Here’s the transcript to this week’s Live Q&A chat. Join me next Wednesday at 2pm EST at http://tradingwithcody.com/chat or send me an email with your question at support@tradingwithcody.com.

Let’s rock!

Q. Cody, in regards to options pricing: I’ve been reading up on the greek components that determine an options’ theoretical value, and got a pretty good handle on it. My question specifically, has to do with timeline. I.E. There is ALOT of time premium built into the overall cost of an option the farther out in time you go. My experience has been, that a lot of that premium burns off over time, either through the underlying price gyrating or churning, or through significant movements. The time decay in mind, but conversely the time for the trade to play out, how do go about looking at an expiration date for a particular option? Which then falls into part B: do you go shorter term, near/in the money; or longer term out of the money? How do you walk that fine line? Thanks! Love your insight.

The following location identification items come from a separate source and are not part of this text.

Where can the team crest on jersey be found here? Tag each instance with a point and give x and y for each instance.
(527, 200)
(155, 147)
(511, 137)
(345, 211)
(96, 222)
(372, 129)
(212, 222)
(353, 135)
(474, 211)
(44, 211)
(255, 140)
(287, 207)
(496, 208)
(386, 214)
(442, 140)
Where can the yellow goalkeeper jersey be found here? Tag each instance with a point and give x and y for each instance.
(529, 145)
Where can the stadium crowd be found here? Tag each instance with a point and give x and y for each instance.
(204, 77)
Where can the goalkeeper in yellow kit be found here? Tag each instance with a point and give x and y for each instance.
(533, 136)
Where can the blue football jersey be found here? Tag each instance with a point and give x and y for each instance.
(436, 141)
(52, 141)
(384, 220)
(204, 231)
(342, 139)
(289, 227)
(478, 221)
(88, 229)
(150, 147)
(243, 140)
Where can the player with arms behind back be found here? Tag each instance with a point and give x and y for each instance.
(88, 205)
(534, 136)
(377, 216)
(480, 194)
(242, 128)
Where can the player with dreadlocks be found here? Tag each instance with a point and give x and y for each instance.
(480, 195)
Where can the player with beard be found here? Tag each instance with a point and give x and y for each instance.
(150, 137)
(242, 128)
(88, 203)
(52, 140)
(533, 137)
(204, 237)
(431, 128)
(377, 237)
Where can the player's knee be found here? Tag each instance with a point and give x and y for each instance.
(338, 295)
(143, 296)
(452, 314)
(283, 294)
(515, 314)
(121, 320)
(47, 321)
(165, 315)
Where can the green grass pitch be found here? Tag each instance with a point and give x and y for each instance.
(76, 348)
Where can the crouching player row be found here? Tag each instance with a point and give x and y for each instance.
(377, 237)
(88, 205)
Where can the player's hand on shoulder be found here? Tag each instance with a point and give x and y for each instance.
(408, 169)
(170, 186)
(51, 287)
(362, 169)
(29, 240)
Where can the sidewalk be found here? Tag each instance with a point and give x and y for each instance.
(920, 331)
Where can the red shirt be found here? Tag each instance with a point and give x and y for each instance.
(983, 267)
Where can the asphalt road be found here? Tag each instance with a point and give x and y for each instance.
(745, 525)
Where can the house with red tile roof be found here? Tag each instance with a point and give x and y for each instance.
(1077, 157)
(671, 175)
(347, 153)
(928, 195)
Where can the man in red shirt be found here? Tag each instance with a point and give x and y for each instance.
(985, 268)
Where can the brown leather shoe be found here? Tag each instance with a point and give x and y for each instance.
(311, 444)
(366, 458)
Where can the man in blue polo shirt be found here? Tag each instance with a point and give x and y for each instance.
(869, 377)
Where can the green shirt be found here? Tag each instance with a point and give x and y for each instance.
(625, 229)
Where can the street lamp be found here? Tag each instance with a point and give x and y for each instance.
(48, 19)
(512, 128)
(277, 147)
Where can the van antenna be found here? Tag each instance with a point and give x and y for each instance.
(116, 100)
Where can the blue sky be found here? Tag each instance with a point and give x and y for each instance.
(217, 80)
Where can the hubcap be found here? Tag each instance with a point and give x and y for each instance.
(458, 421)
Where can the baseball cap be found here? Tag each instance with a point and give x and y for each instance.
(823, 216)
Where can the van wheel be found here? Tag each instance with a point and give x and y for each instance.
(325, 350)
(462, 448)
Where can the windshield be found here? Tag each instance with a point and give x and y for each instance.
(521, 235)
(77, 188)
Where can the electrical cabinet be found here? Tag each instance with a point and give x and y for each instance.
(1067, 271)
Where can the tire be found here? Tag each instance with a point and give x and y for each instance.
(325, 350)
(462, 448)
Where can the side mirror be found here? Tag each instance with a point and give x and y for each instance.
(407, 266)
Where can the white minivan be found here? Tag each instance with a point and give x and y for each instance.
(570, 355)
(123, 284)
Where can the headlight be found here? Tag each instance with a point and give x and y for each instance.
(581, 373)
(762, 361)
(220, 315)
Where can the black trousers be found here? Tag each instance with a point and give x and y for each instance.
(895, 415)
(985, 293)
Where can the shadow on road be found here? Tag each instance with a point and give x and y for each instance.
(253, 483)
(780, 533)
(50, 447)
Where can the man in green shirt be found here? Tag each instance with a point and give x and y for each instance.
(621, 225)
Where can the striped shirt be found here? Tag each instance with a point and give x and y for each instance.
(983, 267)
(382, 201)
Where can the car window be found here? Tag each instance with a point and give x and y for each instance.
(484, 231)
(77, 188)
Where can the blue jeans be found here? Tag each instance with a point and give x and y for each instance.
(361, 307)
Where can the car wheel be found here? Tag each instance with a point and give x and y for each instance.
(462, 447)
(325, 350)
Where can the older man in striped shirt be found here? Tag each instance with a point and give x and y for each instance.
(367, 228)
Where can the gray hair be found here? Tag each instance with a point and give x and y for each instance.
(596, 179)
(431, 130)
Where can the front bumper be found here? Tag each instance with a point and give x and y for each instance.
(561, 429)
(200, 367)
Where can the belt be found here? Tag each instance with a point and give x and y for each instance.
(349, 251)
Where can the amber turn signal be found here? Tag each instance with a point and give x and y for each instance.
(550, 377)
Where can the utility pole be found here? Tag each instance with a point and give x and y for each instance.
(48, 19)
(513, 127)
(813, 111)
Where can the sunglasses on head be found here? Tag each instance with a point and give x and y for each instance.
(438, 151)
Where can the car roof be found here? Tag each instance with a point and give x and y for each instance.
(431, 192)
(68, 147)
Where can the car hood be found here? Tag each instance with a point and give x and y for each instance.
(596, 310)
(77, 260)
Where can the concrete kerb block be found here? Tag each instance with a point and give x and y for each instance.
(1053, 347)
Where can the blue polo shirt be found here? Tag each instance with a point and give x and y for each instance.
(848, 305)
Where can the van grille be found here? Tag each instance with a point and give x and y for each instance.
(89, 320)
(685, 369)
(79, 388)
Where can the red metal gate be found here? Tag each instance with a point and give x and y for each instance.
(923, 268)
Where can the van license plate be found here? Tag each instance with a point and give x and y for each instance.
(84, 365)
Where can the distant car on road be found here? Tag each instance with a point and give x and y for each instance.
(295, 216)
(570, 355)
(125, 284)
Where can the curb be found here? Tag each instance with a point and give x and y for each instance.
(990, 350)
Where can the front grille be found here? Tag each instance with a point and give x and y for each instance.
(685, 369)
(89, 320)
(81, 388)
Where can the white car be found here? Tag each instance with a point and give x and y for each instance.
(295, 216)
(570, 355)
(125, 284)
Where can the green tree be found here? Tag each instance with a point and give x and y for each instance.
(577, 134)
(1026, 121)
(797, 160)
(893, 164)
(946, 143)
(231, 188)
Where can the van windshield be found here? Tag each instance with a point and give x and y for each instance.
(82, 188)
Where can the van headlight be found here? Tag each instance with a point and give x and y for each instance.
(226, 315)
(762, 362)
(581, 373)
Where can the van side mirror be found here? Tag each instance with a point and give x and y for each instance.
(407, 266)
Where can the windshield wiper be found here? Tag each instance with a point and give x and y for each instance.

A. Great question. The short answer is that buying an option is more of an art than a science and it depends on each and every scenario what my time frame and what I’m willing to pay for that time frame is. I do not think that the mainstream theoretical values of options is very helpful because it simply looks back at what the stock has done and doesn’t factor in new catalysts ahead — which is where our advantage is. So I don’t use greek valuations on the options except maybe as a rough guideline. I’ll gladly “overpay” vs. what the theoretical value of an option is if I think the stock will double or something over the timeframe before expiration. I generally like to use the longest-dated calls I can except when I’ve got a clear near-term catalyst that I think I have an edge on.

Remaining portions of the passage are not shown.